The aides praised the past senate presidents for reportedly ensuring the payments of such allowances and accused the present leadership of fraud.

“It is pertinent to point that past Senate Presidents including Evan Enwerem, Chuba Okadigbo, Adolphus Nwagbara, Pius Anyim, Ken Nnamani and David Mark were all diligent in ensuring that legislative aides receive their appropriated DTAs and training allowances.

“We are hereby alleging criminal diversion of these yearly appropriated legitimate entitlements by the Senate President and Chairman of the National Assembly, Senator Bukola Saraki, the Speaker of the House of Representatives, Rt. Hon. Yakubu Dogara and the Clerk of the National Assembly, Alhaji Sani Omolori because of their complicity in the management of the legislative aides account,” they said.

The aides said all avenues employed in appealing to Messrs Saraki, Dogara and Omolori were unsuccessful, hence the last recourse to the petition.

Referring to a PREMIUM TIMES’ report on how National Assembly mismanaged billions of Naira through illegal expenditures and fraud, the aides said instead of settling the accumulated entitled, Mr Omolori engaged in sundry white elephant projects which are not captured in the original plan-of the National Assembly. These projects, they said, served as a conduit pipe of diverting and misappropriating funds meant to settle our entitlements.

When contacted, Mr Saraki’s spokesperson, Yusuf Olaniyonu, told PREMIUM TIMES that the Senate President has nothing to do with the salaries and allowances of legislative aides.

He explained that payment of the aides is controlled by the “management committee” of the National Assembly and that the aides are speaking ignorantly.

“The salaries and allowances of National Assembly aides including me, is handled by the people they call the Management committee which is headed by the clerk, like the bureaucracy of the National Assembly. The Senate President does not have anything to do with it. In fact, I attended a meeting he held with them the other day, and he told them, “I don’t know a single thing about your salaries and allowances”

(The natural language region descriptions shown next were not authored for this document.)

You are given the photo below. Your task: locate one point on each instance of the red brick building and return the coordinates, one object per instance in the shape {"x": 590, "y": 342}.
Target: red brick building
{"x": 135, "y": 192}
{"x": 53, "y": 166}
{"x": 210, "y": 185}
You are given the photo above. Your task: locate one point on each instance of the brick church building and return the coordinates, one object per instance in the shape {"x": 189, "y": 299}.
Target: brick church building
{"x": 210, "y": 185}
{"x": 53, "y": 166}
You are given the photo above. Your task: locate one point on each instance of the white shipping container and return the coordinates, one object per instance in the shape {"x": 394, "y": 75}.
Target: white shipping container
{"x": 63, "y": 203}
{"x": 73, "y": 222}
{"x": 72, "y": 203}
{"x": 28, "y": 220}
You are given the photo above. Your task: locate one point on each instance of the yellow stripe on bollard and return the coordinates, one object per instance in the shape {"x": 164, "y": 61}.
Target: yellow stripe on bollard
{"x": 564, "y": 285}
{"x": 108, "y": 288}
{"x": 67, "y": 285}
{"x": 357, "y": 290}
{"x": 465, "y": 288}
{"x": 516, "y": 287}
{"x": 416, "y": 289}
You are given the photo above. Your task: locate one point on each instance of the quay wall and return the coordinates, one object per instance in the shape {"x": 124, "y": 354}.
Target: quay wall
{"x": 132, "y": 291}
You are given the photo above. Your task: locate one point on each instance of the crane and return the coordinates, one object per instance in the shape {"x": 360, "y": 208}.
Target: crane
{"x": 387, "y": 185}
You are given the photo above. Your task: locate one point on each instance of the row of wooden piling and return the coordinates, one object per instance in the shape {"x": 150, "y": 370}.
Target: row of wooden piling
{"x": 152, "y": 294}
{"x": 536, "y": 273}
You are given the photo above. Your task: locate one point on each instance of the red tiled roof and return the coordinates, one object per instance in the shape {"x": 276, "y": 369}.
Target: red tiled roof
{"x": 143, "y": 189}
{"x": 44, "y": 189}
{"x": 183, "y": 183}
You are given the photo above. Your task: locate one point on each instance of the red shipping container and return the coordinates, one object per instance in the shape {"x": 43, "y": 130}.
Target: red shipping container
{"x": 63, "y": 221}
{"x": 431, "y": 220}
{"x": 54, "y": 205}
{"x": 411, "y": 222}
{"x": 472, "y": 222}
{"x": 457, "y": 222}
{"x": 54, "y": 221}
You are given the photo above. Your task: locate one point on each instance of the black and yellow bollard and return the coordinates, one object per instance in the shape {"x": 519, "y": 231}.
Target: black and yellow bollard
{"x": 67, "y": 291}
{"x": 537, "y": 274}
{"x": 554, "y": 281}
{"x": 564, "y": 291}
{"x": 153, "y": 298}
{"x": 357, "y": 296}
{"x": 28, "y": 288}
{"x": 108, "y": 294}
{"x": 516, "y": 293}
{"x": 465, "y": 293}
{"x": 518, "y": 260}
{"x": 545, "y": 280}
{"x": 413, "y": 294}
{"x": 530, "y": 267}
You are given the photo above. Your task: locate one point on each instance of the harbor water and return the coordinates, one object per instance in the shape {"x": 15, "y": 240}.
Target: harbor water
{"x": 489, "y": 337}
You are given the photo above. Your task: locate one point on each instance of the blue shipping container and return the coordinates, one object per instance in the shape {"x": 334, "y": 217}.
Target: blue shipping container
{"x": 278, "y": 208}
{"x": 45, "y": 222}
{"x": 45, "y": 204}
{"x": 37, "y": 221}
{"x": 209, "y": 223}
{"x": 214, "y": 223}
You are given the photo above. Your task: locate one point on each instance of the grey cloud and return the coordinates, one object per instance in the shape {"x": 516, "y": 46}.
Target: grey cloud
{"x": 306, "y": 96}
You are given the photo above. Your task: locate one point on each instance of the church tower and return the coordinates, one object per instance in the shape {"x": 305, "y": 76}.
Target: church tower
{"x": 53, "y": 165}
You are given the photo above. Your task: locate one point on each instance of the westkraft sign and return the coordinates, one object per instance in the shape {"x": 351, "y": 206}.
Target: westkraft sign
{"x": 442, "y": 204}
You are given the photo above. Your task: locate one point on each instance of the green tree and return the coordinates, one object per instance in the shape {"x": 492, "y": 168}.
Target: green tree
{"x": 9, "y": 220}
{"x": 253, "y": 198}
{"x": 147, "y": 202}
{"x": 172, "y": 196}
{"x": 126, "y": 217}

“They have paid my salary now and he doesn’t even know. My letter of employment is issued by the clerk, my ID Card is signed by the clerk. My salary is paid by the clerk, I don’t collect my salary from the Senate President.

“Funds that come into National Assembly, come under various headings. If it is senate, it goes to the clerk of the senate who then, administers it there. The one for House of Reps goes to House of Reps. Then the one for management goes to the entire staff, both political and bureaucratic.

“Even if he was not my boss, I cannot accuse him of diverting funds because he does not have anything to do with my salary and allowance. They are speaking ignorantly,” he said.

Efforts to reach Mr Omolori and Mr Dogara’s spokesperson, Turaki Hassan, were unsuccessful as they did not respond to calls and text messages sent to them.

This alarm raised by the legislative aides is not the first. They had on October 9, staged a protest at the National Assembly Complex to demand allowances – a protest which the Chairman of the House Committee on Media and Public Affairs, Abdulrazak Namdas, described as “uncalled for. ”

This petition also comes days after hundreds of staff of the National Assembly shut lawmakers out of the complex to demand payment of their entitlements.

The workers held placards bearing inscriptions such as ‘Omolori is a contractor’ ‘Killing staff with poor condition of service’ and ‘Constitute the National Assembly Commission Now.’

Mr Omolori had addressed the protesters and declared that the problem was not from him but that the federal government had not approved the money for payment of such entitlements.